The Cherskii–Kolyma mountain tundra ecoregion (WWF ID: PA1103) is an ecoregion that covers the higher elevations of the Chersky Range and the Kolyma Mountains, the only large mountain range in northern Russia. It is in the Palearctic realm, and tundra biome. It has an area of 556589 km2.

== Location and description ==
The ecoregion encompasses terrain above 800 meters in the Chersky Range and Kolyma Mountains, in a mosaic of territory stretching 2,000 km from the Lena River in the west to the eastern edge of the Kolyma Mountains, and approximately 1,000 km from the Okhotsk Sea in the south to the coastal plain of the Arctic Sea in the north. The highest peaks reach 3,000 meters at Peak Pobeda.

== Climate ==
Most of the region has a Subarctic climate - very cold (Koppen classification Dfd).

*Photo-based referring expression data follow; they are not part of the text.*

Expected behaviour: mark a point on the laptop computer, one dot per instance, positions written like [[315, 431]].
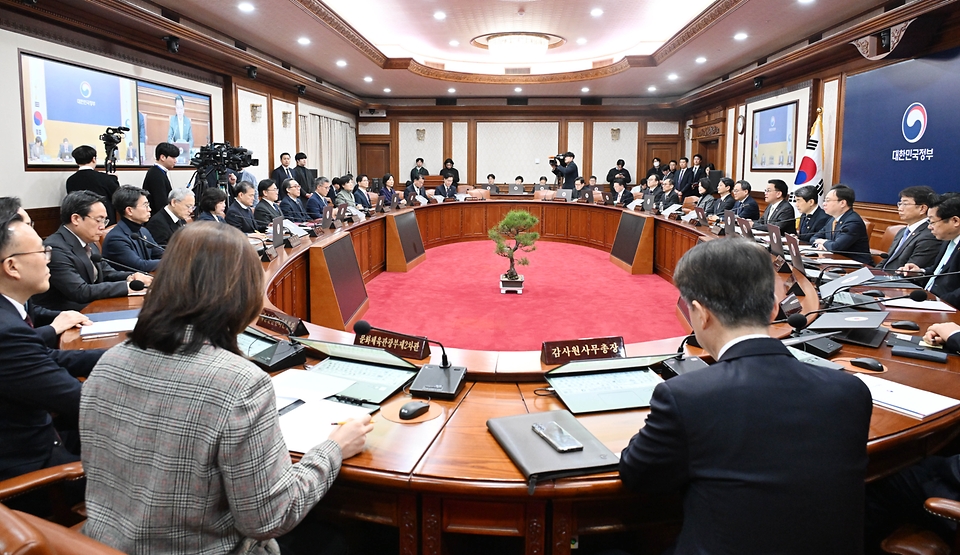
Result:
[[606, 384], [376, 374]]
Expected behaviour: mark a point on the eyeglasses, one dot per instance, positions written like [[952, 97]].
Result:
[[46, 252], [100, 221]]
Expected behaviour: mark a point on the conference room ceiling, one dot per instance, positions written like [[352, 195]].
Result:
[[631, 47]]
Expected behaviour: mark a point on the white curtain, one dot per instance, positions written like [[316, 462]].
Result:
[[337, 145]]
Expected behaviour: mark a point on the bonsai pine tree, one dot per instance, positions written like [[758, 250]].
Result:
[[515, 225]]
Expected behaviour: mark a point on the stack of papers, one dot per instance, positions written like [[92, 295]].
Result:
[[906, 400]]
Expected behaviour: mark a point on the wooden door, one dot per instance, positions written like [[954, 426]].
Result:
[[373, 159]]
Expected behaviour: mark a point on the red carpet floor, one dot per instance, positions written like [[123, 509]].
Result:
[[570, 292]]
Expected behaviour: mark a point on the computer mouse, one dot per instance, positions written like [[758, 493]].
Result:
[[905, 325], [413, 409], [867, 363]]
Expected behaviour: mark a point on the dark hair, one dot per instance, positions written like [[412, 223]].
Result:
[[780, 185], [947, 205], [844, 193], [211, 197], [166, 149], [84, 154], [705, 272], [127, 196], [921, 194], [183, 311], [807, 193], [79, 203], [264, 185]]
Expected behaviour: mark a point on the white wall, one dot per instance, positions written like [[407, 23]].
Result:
[[43, 188]]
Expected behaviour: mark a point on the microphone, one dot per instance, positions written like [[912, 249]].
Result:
[[149, 242]]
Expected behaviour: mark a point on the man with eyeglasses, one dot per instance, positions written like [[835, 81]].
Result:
[[914, 243], [78, 275], [944, 216], [35, 380]]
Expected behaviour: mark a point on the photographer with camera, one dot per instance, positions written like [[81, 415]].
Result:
[[564, 166]]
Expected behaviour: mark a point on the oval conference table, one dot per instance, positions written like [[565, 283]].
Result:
[[448, 475]]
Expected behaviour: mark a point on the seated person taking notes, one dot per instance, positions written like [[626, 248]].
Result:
[[784, 472], [179, 416], [78, 274], [129, 243]]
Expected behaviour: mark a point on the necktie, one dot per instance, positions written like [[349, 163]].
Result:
[[951, 246], [96, 271]]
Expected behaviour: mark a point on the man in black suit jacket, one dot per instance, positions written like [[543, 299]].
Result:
[[240, 213], [165, 221], [944, 217], [739, 440], [744, 207], [845, 232], [87, 178], [812, 217], [75, 280], [156, 183], [35, 380], [267, 209], [914, 243], [779, 211]]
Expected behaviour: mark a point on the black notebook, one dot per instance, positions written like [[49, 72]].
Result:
[[537, 459]]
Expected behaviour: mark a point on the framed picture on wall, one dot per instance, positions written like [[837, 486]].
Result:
[[773, 140]]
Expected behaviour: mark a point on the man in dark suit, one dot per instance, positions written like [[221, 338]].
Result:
[[35, 380], [129, 243], [779, 211], [812, 217], [914, 243], [282, 173], [291, 206], [621, 195], [171, 217], [240, 213], [446, 189], [75, 279], [845, 232], [944, 217], [267, 209], [744, 207], [157, 183], [87, 178], [746, 475]]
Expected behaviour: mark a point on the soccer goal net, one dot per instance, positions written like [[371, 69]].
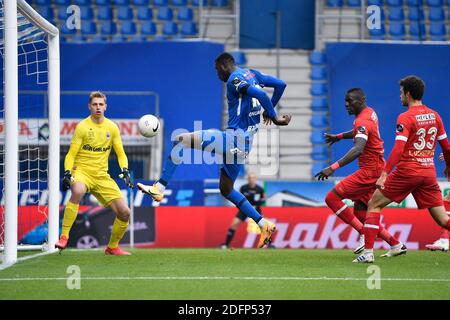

This climate is characterized by long, cold winters and short, cool summers with no month averaging over 22 C, and only one to three months in which the mean temperature rises above 10 C. Mean precipitation is about 237 mm/year. The mean temperature at the center of the ecoregion is -46.8 C in January, and 10.6 C in July.

== Flora and fauna ==
Only hardy species can survive year around at altitude in this ecoregion. A few stands of larch may reach up to 1,000 meters, above that to about 1,900 meters might be found sub-alpine dwarf pine, followed by a thin zone of alpine tundra to 2,200 meters, and no plants above 2,200 meters.

== Protections ==
There is one significant nationally protected area that reaches into this ecoregion, the Magadan Nature Reserve, on the southern edge of the ecoregion along the sea of Okhotsk.